One of life's big truths is not letting other's judge you by their limited rules and perceptions. Make it a part
of your revisionist thinking and remind yourself of it at every weak moment that results from assessing ourselves
only from others' limited perspectives. Gradually, the judgments of others will lose their power and you'll finally
become yourself in your outward life as you've always been in your inner life. And, this difference will be displayed
in your dance performance.
That's the essence of style-having the courage to be on the outside what you are on the inside-an original performer
true to herself, her body and her heart. Style is nothing more than the outer-most skin of your personality, a
fascinating glimpse of the person inside that is special because they have shared their inner-most being with us.
So, you may find yourself worrying, "What if I'm not a stylish person inside?" Or, some of you may be
wondering, "Won't I just be exposing my innermost feelings and emotions to others for scrutiny?" Yes,
without a doubt you will be, and it takes personal courage to be stylish in the face of criticism by our audience.
It takes real courage to free yourself from the prison of social approbation. Few people muster the discipline
and courage to succeed. If you manage to do this and expose yourself, you must definitely believe that you won't
come across as less than successful. What's more you won't be worrying about how you come across to other people
as the process of self-development continues as an iterative cyclical process to enhance your self-esteem. Courage
builds as you risk and receive the rewards of your continuously developing self-image. The beauty of your continuously
developing process is that you become even more aware of the beauty of style that others share.
Having a style does not force you to become oblivious to the opinion of the world. Even people who emanate style
know what others think of them. The difference is, they don't care. Of course, it's important to know how other
people see you if you're engaged in a business, trade or profession.
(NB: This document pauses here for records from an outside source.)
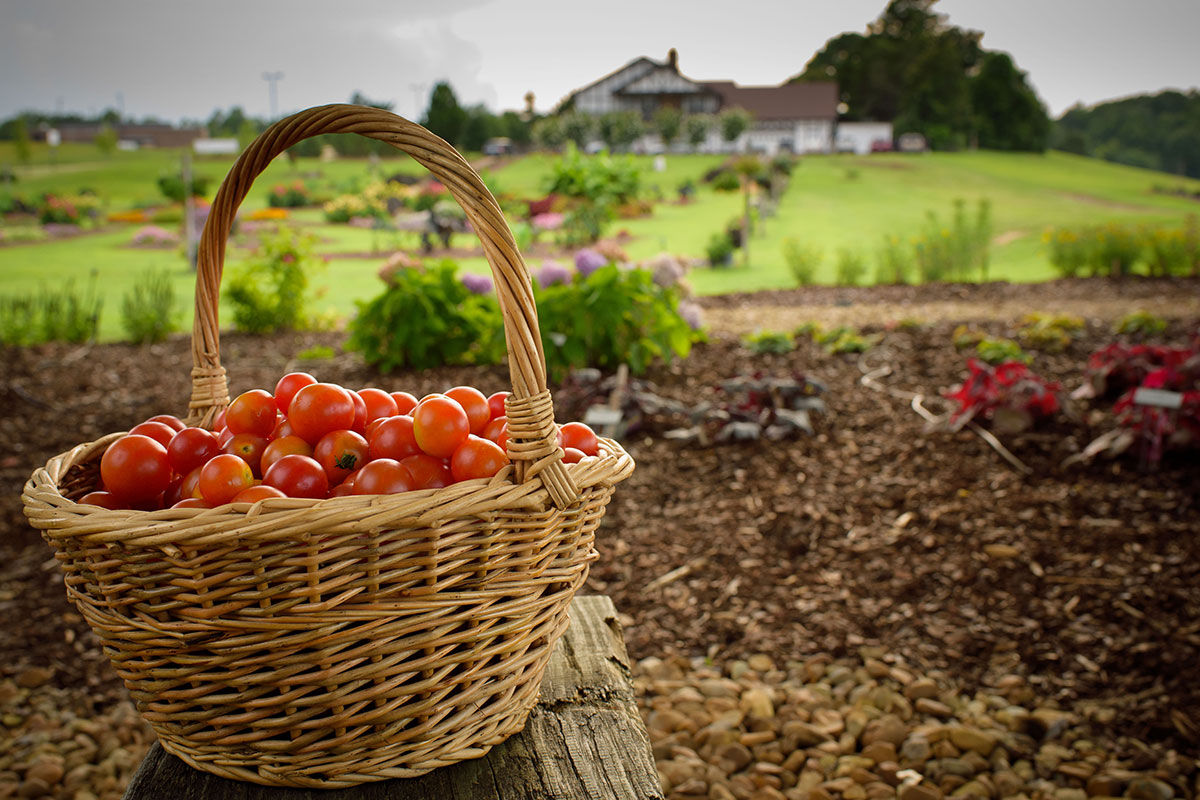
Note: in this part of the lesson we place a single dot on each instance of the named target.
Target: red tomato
(405, 402)
(439, 425)
(102, 499)
(191, 447)
(477, 458)
(360, 413)
(379, 403)
(256, 493)
(191, 503)
(498, 431)
(250, 449)
(289, 445)
(474, 403)
(321, 408)
(581, 437)
(252, 413)
(340, 453)
(169, 420)
(282, 428)
(223, 477)
(298, 476)
(288, 386)
(394, 438)
(190, 487)
(429, 473)
(156, 431)
(496, 407)
(383, 476)
(136, 469)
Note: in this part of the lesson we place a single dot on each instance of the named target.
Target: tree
(667, 122)
(547, 133)
(445, 118)
(1007, 115)
(21, 140)
(733, 122)
(695, 127)
(619, 130)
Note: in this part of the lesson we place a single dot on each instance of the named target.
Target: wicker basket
(325, 643)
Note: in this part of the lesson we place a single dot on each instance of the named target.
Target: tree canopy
(1153, 131)
(927, 76)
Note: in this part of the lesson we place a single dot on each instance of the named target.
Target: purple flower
(588, 262)
(551, 272)
(549, 221)
(691, 314)
(477, 283)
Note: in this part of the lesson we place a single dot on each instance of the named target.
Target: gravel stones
(875, 729)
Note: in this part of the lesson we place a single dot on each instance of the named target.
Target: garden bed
(1081, 583)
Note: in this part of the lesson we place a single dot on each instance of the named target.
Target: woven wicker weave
(335, 642)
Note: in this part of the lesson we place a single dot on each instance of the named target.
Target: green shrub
(802, 260)
(148, 310)
(851, 268)
(1000, 350)
(1141, 323)
(610, 317)
(777, 342)
(270, 292)
(64, 314)
(895, 262)
(427, 318)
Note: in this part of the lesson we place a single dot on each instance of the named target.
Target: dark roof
(790, 101)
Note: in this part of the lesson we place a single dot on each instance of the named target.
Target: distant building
(144, 136)
(863, 137)
(795, 116)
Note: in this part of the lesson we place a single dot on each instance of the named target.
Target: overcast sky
(184, 59)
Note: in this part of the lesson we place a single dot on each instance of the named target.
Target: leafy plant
(1141, 323)
(802, 260)
(612, 316)
(851, 268)
(270, 292)
(1009, 395)
(64, 314)
(148, 308)
(427, 318)
(996, 352)
(775, 342)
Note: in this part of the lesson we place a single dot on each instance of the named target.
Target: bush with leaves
(612, 316)
(148, 308)
(427, 318)
(270, 292)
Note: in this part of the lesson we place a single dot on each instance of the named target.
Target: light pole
(273, 78)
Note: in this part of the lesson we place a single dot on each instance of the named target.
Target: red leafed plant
(1120, 367)
(1009, 395)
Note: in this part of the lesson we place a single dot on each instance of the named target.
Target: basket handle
(533, 438)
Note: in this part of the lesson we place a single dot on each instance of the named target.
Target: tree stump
(585, 740)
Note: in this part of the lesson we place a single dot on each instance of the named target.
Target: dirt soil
(873, 531)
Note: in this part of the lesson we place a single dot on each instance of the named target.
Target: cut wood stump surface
(585, 740)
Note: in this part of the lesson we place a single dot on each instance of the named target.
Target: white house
(863, 137)
(793, 116)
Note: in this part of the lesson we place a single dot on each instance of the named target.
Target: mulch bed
(871, 533)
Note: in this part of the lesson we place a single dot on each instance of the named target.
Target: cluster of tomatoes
(317, 440)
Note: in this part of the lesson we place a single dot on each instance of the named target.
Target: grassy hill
(834, 203)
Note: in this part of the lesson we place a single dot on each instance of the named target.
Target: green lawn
(833, 203)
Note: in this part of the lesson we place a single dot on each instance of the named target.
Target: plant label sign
(1158, 398)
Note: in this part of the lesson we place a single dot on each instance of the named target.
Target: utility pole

If you're acting from an internal value system,
instead of hanging your self-image on how another person judges you, you'll see that person's judgment for what
it is-an indication of her own state of mind and her needs to rely on filters. Filters based on prior experience
watching other performers and instructors. Filters based on standards and guidelines that constrict one's individuality.
And, filters that are based on a rubric of criteria that constrain performers to standardized presentation, all
provide indicators of a person who has on blinders and cannot see and appreciate true stylistic, individual art
forms because the performance or instruction does not fit a previously identified pattern, experience, standard.
If you understand that the reviewer is relying on a template for judgment; then you understand the poor soul's
limited base of experience, knowledge and lack of capacity to appreciate anything beyond what has been experienced
before.
Acting from your own internal value system gives you a consistent viewpoint from which to judge your own performance.
That's much better than having your self-imagine tied to the quirks and whims of many different observers in the
course of each performance setting. Relying on accurate, consistent self-appraisals, you can make course corrections
and improvements without the emotional upheaval of condemning yourself each time you fail to win another's approval
or feeling of a false high when someone tosses you a meaningless compliment.
Without thinking about it, or looking like an imitation of another; once you have taken responsibility for your
self-image, you'll emanate style very naturally and project self-confidence as you perform. When you dance you
will more thoroughly enjoy the performing experience and you will come to know the essence of style is your own
self-proscribed self-image and the secret of dance style will be yours.